It can be hard to know what to say to your children if you or someone close to the family is diagnosed with cancer. How much should you tell them and in what context should you put it? This article will give you some great tips to guide you through that tough conversation with your little one.
If you are going through chemotherapy, you should talk to your doctor about any alcohol consumption. Your liver is already working overtime during chemo to help metabolize the toxins, so any alcohol will be an extra burden. There are also other concerns with consuming alcohol so it may be best to eliminate it.
While chemotherapy and radiation helps in your race for a cure, it also weakens your body.

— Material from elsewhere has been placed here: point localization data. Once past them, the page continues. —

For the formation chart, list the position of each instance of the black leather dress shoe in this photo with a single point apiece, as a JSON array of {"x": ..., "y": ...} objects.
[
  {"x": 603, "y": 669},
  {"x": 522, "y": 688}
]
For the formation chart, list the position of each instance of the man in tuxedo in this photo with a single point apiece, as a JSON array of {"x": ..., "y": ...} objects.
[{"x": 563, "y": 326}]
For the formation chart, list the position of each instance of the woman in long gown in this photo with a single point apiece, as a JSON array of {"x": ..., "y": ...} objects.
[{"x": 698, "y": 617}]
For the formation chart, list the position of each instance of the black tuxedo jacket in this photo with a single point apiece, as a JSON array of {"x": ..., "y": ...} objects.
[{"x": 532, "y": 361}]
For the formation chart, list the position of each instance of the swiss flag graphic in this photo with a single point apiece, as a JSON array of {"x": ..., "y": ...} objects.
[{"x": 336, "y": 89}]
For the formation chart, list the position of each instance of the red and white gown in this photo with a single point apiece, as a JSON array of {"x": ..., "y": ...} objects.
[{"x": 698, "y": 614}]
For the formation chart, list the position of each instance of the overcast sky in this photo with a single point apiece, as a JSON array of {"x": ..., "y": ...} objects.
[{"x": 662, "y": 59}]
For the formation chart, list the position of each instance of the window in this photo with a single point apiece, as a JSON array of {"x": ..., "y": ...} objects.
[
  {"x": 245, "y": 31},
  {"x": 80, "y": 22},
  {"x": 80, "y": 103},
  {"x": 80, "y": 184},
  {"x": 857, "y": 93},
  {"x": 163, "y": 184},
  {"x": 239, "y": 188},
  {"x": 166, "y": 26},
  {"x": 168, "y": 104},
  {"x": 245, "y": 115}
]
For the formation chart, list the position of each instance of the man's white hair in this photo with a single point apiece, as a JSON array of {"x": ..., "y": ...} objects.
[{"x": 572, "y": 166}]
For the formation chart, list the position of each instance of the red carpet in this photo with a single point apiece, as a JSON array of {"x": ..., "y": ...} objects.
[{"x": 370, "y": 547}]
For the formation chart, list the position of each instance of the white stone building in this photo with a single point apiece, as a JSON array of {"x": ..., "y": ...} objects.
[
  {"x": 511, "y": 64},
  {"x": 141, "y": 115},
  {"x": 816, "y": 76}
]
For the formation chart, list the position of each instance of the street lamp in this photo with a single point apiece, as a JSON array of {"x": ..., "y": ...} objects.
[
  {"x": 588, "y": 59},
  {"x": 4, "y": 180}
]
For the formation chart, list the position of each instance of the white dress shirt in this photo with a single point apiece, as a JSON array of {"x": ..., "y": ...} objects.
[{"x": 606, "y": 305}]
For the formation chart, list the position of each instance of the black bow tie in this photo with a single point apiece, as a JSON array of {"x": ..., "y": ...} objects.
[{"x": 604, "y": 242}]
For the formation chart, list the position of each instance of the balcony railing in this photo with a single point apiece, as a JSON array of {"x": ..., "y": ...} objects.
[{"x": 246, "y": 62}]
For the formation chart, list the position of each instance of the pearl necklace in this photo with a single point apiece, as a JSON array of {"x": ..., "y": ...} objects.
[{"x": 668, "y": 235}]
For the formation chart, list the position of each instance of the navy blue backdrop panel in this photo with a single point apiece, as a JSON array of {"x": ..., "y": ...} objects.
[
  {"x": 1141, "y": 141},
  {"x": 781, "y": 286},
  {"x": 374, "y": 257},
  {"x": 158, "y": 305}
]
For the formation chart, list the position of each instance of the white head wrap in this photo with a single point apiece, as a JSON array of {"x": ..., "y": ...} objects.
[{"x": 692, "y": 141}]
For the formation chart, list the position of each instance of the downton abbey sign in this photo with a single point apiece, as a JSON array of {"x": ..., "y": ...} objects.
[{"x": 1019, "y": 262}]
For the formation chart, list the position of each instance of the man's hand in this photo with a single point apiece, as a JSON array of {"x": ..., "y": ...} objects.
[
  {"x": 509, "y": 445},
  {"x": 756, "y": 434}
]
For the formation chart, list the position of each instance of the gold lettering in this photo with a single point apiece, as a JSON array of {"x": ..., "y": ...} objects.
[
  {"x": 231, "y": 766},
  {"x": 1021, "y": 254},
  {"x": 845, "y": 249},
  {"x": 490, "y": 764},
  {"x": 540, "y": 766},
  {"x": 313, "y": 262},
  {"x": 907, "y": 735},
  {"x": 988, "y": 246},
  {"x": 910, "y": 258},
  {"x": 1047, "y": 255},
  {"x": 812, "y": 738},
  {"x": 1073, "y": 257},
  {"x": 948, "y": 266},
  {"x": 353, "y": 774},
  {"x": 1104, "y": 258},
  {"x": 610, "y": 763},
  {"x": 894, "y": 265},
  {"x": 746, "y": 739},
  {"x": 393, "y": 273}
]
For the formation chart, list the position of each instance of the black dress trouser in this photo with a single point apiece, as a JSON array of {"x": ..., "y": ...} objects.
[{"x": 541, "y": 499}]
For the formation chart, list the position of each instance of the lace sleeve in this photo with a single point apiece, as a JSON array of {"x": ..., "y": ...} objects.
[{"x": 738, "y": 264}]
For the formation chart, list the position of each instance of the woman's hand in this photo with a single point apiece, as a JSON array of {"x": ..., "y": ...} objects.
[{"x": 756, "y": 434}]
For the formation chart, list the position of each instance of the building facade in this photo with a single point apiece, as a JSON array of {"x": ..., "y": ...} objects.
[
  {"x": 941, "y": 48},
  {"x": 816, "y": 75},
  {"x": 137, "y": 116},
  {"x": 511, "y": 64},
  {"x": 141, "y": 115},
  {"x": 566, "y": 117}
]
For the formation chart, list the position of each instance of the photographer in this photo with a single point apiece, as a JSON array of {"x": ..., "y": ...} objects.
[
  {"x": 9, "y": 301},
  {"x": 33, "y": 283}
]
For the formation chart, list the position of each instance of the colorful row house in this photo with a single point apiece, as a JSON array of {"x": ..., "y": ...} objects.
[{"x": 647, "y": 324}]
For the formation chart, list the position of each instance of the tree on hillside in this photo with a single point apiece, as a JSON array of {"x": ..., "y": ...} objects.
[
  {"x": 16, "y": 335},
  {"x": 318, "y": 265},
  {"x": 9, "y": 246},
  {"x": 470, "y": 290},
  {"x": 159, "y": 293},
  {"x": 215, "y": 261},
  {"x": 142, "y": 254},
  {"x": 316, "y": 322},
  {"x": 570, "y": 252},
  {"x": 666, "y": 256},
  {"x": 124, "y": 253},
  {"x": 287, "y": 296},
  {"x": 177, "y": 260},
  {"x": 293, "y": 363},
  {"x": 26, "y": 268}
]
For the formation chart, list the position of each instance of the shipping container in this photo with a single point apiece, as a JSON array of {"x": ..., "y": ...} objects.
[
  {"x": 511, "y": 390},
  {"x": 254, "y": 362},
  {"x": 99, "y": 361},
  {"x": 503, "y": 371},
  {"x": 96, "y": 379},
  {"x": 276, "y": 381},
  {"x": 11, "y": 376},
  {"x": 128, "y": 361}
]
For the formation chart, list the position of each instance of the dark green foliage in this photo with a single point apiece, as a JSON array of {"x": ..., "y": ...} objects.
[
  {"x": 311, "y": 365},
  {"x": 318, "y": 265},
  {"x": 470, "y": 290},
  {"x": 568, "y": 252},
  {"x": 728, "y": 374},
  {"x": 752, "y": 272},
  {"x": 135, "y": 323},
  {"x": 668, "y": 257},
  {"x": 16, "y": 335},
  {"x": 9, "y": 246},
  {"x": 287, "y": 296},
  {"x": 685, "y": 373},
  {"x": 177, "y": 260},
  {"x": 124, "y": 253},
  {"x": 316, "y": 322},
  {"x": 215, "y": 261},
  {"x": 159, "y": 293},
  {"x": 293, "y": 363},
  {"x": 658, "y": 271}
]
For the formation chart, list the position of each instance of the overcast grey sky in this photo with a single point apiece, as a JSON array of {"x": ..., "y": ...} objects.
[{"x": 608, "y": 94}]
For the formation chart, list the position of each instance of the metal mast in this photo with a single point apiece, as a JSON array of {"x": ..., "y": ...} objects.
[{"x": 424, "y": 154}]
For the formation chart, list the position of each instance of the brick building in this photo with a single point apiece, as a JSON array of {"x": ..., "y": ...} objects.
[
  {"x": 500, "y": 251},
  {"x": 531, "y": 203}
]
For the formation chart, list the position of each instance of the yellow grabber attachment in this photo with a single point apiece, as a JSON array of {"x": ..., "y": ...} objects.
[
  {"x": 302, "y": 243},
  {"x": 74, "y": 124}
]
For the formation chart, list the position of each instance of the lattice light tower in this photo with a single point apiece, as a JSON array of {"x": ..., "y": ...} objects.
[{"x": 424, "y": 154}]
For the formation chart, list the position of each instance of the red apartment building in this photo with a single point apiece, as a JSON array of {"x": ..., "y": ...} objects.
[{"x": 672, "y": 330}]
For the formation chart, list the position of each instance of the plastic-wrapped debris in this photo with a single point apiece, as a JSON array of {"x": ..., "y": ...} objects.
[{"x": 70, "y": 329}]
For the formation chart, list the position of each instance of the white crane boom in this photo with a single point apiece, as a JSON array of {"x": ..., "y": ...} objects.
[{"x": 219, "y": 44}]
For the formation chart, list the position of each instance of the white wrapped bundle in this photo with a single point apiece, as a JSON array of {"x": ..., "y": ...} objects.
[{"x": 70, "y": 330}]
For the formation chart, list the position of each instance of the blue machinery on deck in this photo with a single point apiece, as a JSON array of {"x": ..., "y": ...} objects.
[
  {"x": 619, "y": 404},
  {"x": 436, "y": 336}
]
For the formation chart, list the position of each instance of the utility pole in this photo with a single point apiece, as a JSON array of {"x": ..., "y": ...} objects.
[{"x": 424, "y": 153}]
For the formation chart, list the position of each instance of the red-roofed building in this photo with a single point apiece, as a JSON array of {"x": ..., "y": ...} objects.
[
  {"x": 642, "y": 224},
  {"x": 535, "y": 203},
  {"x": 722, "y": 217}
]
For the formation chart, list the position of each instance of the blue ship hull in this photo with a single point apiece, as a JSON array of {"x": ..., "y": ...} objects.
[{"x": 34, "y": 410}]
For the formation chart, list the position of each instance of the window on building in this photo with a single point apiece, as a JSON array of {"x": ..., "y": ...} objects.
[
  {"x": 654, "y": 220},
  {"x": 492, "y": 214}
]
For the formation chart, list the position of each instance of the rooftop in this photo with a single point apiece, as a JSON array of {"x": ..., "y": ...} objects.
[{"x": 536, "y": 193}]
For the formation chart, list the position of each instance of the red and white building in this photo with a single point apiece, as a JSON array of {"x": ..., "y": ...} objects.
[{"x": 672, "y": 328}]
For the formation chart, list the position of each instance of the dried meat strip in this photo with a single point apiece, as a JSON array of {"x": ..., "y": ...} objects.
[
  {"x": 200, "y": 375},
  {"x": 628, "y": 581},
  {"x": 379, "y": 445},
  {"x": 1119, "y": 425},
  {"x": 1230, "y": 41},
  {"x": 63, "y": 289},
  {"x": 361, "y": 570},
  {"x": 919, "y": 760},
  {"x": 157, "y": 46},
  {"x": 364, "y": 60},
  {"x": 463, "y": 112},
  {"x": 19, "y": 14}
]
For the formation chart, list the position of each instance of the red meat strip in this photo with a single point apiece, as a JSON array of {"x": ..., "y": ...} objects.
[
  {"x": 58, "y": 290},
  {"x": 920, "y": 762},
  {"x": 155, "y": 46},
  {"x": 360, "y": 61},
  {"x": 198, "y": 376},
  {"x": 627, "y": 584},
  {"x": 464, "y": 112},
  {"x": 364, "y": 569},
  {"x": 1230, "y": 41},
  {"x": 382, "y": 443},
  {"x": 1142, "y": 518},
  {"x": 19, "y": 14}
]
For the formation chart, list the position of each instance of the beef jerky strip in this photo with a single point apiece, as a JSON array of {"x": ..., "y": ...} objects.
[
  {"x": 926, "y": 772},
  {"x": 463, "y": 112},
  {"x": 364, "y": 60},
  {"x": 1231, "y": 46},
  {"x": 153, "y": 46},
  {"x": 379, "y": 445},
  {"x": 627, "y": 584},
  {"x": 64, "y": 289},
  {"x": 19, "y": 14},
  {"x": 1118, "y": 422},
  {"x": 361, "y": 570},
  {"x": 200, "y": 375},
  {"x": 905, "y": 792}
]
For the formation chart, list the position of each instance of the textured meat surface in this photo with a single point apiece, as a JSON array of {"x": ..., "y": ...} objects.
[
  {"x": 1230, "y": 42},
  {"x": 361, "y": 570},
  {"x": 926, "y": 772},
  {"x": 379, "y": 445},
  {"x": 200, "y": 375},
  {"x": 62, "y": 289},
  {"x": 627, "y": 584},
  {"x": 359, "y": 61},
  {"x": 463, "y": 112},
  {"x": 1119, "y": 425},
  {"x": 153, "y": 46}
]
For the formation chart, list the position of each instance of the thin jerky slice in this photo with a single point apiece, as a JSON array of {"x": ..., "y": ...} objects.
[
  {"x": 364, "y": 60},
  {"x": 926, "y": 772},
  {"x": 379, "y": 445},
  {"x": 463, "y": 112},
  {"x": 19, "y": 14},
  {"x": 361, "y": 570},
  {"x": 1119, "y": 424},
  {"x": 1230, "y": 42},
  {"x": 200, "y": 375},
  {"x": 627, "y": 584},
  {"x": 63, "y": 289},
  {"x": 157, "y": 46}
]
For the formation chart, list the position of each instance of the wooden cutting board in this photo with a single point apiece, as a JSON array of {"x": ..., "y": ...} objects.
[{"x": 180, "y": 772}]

Therefore, it is essential that you have a support group to help you through this time in your life. Members should include someone who can help clean your home and help with the preparation of your meals, a handyman, and someone who you can open up and talk to.
Attend doctor’s appointments with your friend or family member who has been diagnosed with cancer. These appointments often involve long waits and can be a stressful experience. Write down important information that the doctor provides about their treatment and prognosis; your friend may have difficulty remembering what was said later on.
Avoid any cosmetics that have tar in them. Tar can potentially cause skin cancer, if used on a regular basis. In addition to cosmetics, some psoriasis treatments and shampoos may also contain tar. Check your labels carefully!
As discussed at the beginning of the article, it can be hard to know what to say to your little ones when you or someone close to the family is diagnosed with cancer. Hopefully, this article has helped you feel a little more prepared for having that sensitive conversation with your children.